Hamlet, una lengua afilada
Tenía muchas ganas de ver este Hamlet. Por que es la primera vez que veo este Shakespeare llevado a escena y porque parte de una compañía a la que le tengo mucho cariño, el Teatro Clásico de Sevilla, que ahora se atreve con uno de los Shakespeare más emblemáticos y queridos. La figura de Hamlet pesa sobre todas las cosas y su director, Alfonso Zurro, ha querido darle la responsabilidad a un Pablo Gómez-Pando -de la edad del personaje, gracias-, que interpreta a un Hamlet con sus miedos, sus recelos, su valentía y chulería. Buena apuesta y buen resultado.
Sobre todas las cosas, lo que vemos en este montaje es un Hamlet clásico pero personal, de una alta calidad interpretativa, en gran parte del reparto, y escenográfica. Alfonso Zurro y el diseño de escenografía y vestuario de Curt Allen Wilmer han conseguido que veamos las mil caras de los personajes, los pensamientos que afloran en su mente y que van más allá de las palabras que les otorgó Shakespeare. El bosque de espejos que los rodea y las capas de cebolla del suelo nos descubren un montaje cada vez más oscuro y rockero. La música del inicio nos avisa. No es clásico todo lo que reluce.

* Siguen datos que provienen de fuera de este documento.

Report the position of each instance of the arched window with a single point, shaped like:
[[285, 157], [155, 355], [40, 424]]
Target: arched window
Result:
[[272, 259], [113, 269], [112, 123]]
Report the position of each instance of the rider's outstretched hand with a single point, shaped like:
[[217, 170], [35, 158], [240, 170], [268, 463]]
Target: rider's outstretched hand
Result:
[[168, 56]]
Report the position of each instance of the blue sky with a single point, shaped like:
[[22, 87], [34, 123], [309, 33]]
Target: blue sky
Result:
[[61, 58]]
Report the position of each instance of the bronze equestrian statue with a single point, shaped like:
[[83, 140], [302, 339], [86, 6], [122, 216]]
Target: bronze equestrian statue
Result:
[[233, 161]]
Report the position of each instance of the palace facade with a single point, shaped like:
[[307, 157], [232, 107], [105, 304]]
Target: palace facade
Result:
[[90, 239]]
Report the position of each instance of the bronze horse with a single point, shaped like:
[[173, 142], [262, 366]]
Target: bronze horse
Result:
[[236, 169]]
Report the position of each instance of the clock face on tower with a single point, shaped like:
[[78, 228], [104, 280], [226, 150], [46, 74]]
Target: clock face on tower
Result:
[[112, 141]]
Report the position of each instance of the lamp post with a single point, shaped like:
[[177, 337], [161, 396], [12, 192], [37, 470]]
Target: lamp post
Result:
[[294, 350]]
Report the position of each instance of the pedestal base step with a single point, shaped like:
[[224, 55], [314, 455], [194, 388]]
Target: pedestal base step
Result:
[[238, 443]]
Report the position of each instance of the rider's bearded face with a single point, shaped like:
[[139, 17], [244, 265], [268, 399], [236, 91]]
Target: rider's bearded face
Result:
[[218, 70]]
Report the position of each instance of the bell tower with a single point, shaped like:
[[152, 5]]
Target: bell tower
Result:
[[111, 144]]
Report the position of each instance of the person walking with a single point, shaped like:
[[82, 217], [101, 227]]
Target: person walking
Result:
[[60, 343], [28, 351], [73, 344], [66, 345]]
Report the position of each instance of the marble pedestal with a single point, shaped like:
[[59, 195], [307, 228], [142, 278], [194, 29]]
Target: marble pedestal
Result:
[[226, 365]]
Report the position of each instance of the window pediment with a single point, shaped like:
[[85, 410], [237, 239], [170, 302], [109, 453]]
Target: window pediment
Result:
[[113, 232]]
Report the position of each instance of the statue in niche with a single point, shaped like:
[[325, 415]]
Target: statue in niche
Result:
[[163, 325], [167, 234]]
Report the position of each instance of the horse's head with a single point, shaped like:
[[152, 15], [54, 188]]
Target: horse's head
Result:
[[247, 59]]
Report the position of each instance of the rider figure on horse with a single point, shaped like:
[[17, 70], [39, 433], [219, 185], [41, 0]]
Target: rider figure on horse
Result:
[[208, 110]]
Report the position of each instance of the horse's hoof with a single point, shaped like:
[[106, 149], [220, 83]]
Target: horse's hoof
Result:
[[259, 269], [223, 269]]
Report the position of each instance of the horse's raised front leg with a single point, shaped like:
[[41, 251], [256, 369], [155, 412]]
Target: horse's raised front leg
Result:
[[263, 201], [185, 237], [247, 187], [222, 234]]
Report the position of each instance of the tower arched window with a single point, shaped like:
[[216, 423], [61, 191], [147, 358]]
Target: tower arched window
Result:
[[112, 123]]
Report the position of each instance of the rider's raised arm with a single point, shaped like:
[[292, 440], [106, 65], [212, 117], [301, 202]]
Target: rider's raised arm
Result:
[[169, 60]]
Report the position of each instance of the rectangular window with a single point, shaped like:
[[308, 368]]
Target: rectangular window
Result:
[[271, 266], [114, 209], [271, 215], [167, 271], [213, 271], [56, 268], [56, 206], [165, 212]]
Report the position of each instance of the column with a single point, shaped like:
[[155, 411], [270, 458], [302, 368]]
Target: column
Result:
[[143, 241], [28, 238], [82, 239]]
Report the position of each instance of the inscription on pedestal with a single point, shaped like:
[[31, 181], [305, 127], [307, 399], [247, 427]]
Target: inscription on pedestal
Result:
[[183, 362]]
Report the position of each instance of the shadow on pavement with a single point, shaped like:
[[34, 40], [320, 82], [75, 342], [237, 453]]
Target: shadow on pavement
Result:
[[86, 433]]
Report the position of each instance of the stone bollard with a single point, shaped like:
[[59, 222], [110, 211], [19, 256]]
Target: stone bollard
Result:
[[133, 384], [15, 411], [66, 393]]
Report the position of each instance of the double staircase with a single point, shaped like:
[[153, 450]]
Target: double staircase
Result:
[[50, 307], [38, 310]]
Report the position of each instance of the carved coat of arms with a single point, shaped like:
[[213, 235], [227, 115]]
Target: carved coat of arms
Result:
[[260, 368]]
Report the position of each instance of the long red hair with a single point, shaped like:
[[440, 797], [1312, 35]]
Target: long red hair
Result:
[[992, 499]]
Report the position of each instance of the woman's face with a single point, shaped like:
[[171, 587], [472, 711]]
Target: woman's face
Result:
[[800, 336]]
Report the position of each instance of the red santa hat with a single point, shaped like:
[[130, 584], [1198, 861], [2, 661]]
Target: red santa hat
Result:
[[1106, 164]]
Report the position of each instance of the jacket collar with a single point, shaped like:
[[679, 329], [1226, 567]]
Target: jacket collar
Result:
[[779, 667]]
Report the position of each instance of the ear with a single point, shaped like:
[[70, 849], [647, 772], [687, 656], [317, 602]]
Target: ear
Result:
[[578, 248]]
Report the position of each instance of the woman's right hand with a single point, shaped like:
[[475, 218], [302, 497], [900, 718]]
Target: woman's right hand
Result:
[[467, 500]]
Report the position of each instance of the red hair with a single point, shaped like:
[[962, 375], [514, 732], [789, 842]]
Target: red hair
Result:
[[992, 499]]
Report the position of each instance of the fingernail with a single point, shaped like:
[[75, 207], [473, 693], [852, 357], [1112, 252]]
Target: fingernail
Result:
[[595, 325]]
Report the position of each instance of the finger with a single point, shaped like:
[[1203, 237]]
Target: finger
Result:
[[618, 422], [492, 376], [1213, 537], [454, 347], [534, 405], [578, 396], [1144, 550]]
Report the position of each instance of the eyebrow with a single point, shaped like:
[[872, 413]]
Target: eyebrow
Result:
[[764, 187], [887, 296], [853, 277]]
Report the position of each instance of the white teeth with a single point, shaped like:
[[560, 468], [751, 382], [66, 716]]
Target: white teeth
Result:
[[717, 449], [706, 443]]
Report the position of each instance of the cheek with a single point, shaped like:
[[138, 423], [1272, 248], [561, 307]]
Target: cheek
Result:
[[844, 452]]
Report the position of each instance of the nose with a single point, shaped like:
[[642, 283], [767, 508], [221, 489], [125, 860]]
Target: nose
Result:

Dos horas y media de función con un ritmo bastante potente que decae solo en contadas ocasiones –la parte de los sepultureros podría ser abreviada ya que no aporta mucho a la trama de la obra en un momento en el que todos queremos disfrutar del intenso final que se nos promete-. La compañía ha conseguido crear una propuesta cercana, entendible y donde los versos no suenan artificiales. Gran logro, gracia de un reparto potente y de un director que sabe dirigir la orquesta con mimo y temple.
Siempre se habla mucho del personaje de Hamlet, de si se entiende su actitud y de hasta qué punto su forma de actuar es sinónimo de locura. El Hamlet que crea Gómez-Pando se motiva de la falta de entendimiento, de la venganza, de la indignación pero también de la soberbia, de la rebeldía y de la insensatez. No piensa, actúa. El peso de la obra lo lleva con absoluta maestría, genial en sus soliloquios y virtuoso en el dominio de la evolución del personaje, con un final aterrador. Habría que prevenirle la velocidad en algunas partes, que sin llegar a perder el sentido de todo lo que dice, se pierde intensidad y vocalización. Gómez-Pando consigue hacer fácil y entendibles las palabras de Shakespeare y, a su lado, recorremos un viaje de sinsentidos y emociones.
A este gran protagonista lo acompañan un reparto donde destacan un Manuel Monteagudo que sabe aprovechar cada una de sus intervenciones como Polonio, geniales y divertidas las escenas entre suegro y yerno, y una Amparo Marín, dando vida a Gertrudis, que consigue el punto exacto entre madre y esposa, logra que el público entienda el desprecio por su hijo. También destaco a un Laertes interpretado por José Luis Verguizas, de voz honda y sentimientos a flor de piel, en una potente segunda parte. En contra del montaje van una Ofelia muy mujer y muy poco niña, que nos convence -y mucho- en la locura pero que nos deja fríos en el amor, no le ayuda su primera escena con Hamlet, que pasa muy fugaz y desapercibida. El drama de Ofelia, a la que da vida Rebeca Torres, es menos drama porque lo sufre una mujer y no una niña. Y un Claudio al que parece que nada altera ni importa. Mención especial a los juguetones, divertidos y traidores amigos de Hamlet, Guildenstern y Rosencratz, que nunca tuvieron tanto peso en esta historia.
Una propuesta impactante, con grandes aciertos escénicos como la aparición del rey difunto o la creíble pelea de espadas, un texto en versión de Leandro Fernández de Moratín con dramaturgia de Alfonso Zurro que convence al espectador y comprende al héroe, y unos actores que se dejan la piel en el escenario.